Aces align in his eyes, like a winning slot machine. “I love movies,” he says. Finally. Something in common.
“Yeah? What’s your favorite?”
“American Beauty,” he says, not having to think. “I saw it ten times. It’s the most incredible movie about Buddhism I’ve ever seen.”
I can’t stand spiritual gay men. They annoy me more than flavored coffees. A spiritual gay man simply means he has a yin/yang tattoo on his ass, which you can be sure has had electrolysis. “So you’re a Buddhist?” I ask, pleasantly.
“Put it this way,” he says, clasping his fingers together under his chin, “I’m very interested to know as much as I can and experience as much of the moment as possible.” The candle between us flickers when I cough. “What about you? What movie did you really like recently?”
Suddenly my mind goes white, and I cannot remember seeing any movie, ever. This happens to me. Somebody asks me a simple question, and my petulant child of a mind turns away and faces the wall. “I liked Deliverance. The pig scene was great.”
After dinner Raoul shocks me by asking me out again. “We could take a walk in the woods up in Inwood. It’s really beautiful, more untouch
ed than Central Park. And it would be really nice to be together in Nature.”
Because I am so surprised by his invitation, as I’d assumed that Raoul didn’t like me either, I say, “Okay.” Even though I am wary of Nature.

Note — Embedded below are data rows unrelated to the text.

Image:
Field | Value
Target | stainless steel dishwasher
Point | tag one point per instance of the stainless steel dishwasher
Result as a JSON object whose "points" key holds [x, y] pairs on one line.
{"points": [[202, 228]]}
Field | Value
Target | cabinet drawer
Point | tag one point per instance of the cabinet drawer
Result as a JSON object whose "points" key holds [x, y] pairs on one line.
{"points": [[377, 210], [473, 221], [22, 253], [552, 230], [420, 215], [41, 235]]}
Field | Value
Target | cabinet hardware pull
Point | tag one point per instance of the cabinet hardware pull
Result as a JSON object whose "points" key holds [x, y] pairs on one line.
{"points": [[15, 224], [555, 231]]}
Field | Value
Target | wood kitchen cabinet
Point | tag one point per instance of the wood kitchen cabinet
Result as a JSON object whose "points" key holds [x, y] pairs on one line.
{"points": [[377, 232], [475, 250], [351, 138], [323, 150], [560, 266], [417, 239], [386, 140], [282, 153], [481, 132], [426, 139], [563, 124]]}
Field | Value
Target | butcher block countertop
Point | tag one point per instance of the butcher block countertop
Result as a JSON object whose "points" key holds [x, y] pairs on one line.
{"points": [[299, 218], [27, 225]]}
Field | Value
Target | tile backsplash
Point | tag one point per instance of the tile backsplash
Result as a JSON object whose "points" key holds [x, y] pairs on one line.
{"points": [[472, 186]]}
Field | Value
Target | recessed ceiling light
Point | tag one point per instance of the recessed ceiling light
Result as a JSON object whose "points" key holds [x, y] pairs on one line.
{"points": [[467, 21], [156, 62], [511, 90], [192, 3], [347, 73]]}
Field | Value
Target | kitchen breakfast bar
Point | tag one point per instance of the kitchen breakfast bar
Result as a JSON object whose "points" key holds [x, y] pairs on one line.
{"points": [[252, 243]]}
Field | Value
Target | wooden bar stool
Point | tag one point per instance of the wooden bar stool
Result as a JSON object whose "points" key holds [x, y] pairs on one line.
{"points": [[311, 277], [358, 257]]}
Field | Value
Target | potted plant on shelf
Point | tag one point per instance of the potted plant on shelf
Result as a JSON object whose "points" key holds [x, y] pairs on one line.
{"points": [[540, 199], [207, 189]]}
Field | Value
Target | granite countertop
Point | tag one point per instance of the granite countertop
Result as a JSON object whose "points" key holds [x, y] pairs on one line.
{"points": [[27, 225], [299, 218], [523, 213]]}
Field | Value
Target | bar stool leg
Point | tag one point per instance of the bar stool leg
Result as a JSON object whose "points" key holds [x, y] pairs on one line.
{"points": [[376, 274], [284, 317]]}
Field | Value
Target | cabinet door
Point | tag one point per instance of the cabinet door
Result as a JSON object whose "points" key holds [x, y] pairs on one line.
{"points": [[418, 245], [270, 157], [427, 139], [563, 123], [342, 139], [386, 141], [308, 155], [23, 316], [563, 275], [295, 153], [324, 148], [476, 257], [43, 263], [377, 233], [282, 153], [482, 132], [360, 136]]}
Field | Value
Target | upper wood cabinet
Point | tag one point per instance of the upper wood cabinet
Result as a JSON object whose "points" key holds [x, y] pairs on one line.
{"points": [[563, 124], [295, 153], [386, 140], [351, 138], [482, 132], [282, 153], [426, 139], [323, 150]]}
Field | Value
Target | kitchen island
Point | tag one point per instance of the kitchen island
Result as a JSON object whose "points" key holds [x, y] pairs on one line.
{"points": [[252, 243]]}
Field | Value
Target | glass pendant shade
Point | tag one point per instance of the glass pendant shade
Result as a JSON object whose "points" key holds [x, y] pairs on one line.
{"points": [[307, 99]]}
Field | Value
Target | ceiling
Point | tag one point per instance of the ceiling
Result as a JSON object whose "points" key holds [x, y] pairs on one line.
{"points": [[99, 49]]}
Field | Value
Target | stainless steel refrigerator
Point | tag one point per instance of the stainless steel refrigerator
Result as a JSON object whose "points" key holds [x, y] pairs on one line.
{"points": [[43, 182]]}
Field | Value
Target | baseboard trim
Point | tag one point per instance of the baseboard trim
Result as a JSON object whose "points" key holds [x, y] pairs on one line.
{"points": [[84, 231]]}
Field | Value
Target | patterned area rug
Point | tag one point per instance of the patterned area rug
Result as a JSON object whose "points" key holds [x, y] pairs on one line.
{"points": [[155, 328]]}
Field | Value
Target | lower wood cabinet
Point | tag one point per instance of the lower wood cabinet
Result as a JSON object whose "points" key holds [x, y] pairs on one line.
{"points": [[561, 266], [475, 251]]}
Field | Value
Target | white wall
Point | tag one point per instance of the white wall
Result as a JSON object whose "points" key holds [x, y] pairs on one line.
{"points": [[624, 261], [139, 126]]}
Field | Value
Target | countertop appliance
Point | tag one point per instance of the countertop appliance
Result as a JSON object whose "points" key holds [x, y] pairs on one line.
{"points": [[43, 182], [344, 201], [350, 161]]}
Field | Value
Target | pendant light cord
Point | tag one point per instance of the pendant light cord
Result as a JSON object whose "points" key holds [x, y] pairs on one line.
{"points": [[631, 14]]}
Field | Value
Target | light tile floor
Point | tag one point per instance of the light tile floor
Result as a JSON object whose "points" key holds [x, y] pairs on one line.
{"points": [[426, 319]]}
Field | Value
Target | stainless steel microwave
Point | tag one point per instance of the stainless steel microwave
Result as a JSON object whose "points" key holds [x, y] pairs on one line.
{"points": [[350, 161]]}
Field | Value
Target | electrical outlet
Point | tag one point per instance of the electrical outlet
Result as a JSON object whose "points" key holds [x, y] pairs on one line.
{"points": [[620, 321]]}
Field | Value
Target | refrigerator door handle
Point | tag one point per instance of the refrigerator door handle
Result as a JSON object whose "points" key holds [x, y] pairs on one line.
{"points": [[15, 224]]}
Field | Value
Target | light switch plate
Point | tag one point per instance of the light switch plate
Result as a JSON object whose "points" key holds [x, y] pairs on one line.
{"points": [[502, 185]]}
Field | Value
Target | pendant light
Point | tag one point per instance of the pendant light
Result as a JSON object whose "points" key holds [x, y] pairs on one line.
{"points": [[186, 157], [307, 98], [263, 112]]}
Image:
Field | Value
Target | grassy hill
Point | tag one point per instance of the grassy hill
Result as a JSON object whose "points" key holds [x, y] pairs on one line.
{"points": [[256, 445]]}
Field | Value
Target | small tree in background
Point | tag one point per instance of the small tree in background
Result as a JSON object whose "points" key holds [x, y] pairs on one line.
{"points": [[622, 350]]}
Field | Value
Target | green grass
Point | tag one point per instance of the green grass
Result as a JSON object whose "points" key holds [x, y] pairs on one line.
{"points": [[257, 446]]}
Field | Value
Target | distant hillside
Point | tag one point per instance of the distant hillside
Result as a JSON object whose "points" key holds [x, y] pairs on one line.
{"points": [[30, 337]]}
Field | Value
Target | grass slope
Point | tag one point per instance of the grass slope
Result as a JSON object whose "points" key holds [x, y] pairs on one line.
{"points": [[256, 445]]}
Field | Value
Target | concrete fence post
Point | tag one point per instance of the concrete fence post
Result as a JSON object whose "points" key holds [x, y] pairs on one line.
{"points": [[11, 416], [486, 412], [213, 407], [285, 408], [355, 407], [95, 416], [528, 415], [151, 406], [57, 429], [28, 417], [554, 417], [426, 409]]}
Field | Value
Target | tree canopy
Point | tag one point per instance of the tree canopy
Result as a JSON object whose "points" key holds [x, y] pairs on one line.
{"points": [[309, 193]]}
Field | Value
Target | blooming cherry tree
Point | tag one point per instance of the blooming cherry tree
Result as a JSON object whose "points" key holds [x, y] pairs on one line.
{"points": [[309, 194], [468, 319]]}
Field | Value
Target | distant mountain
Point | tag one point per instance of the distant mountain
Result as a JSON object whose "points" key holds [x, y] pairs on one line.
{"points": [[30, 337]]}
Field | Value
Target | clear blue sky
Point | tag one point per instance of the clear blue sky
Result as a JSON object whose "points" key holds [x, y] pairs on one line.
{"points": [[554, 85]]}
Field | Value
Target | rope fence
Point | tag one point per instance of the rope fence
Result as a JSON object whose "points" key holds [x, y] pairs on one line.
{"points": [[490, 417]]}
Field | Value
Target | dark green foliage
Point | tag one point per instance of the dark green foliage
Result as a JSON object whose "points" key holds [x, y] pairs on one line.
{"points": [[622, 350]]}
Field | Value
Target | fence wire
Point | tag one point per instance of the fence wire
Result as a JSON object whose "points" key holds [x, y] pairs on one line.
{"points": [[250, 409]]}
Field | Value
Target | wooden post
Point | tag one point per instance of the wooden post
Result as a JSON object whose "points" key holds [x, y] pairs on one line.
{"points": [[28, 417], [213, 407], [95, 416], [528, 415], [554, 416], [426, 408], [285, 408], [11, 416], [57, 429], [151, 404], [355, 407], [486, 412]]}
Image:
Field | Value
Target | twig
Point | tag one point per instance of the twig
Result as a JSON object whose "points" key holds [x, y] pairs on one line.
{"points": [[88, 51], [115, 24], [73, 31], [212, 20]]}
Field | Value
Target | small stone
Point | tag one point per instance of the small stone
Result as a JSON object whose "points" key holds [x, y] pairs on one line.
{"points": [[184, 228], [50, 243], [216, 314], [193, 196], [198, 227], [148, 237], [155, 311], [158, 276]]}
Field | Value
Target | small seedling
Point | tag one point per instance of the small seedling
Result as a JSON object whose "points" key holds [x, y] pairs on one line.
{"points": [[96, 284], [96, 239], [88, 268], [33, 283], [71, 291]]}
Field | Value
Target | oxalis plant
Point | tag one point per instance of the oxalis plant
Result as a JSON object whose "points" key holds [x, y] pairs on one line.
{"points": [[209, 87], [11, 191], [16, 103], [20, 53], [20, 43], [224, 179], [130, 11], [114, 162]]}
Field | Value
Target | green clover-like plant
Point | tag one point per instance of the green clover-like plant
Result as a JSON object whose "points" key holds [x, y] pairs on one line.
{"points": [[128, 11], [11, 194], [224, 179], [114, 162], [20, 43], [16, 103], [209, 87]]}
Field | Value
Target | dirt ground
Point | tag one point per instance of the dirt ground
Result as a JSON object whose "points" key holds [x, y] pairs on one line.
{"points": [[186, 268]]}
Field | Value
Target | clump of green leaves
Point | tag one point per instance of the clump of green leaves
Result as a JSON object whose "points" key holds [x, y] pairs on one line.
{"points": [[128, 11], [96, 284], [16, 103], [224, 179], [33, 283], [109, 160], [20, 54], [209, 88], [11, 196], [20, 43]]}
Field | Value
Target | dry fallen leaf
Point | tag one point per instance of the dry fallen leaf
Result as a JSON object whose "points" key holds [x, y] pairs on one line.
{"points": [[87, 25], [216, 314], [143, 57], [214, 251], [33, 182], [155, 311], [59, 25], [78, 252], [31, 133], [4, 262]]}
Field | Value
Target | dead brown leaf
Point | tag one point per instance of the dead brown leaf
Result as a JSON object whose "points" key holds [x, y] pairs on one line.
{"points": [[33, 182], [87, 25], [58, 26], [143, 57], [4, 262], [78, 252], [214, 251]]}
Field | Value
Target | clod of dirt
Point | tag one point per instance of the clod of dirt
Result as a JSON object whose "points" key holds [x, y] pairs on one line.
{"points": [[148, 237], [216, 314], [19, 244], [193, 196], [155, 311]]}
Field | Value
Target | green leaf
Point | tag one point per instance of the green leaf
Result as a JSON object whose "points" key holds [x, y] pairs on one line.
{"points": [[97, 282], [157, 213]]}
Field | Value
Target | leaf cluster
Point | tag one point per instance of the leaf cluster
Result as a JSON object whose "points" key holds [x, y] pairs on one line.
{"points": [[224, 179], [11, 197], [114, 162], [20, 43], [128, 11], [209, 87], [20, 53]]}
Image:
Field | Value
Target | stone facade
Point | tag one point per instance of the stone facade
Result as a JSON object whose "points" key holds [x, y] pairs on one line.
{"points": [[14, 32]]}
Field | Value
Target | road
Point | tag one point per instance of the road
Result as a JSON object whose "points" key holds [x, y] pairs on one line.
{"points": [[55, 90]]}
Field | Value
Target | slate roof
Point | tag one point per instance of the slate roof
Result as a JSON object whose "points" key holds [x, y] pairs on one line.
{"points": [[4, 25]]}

After all, where do most manhunts for escaped serial killers begin? Exactly. In the woods. After I agree, I ask myself why. And all I can think is that I’m doing what my friend John once told me to do: dismiss the first date, write it off. You have to give somebody two or three dates before you can really know.
I tell myself how good this is that I am making an effort, giving Raoul a fair shot, not being so judgmental.
The following Sunday I meet Raoul at Inwood Hill Park, at the northern tip of Manhattan. I have never been above Seventy-Third Street, so this is something of an adventure, and I am carrying two hundred dollars in cash in case of an emergency. When I see Raoul sitting on a bench, I smile automatically. He is wearing shorts and a loose T-shirt and appears very casual and sexy, yet at the same time very wholesome and down-to-earth. I suddenly feel crazy and judgmental, not to mention shallow.
“It’s great to see you, Augusten,” he says, extending his hand.
We shake, and then Raoul pulls me close in a hug. “And you feel great,” he tells me. “Man, you must work out all the time, you’re just all muscle.”
I am deeply flattered by this, much more flattered than I should be. My feeling is, now I will follow him anywhere.
As we walk, Raoul tells me a little more about himself. He feels that life is an adventure and that if you want something, you just have to go out there and get it. “I wanted to have enough money to retire at thirty-three, and that’s what I did,” he says. “I’m living proof that you can’t fail if you have a plan. You only fail if you don’t have a plan.” As we walk past bushes, Raoul extends his hand to touch the leaves, often identifying them by their Latin names. He wants to know if I am where I want to be in my life. “Are you on course?” he asks.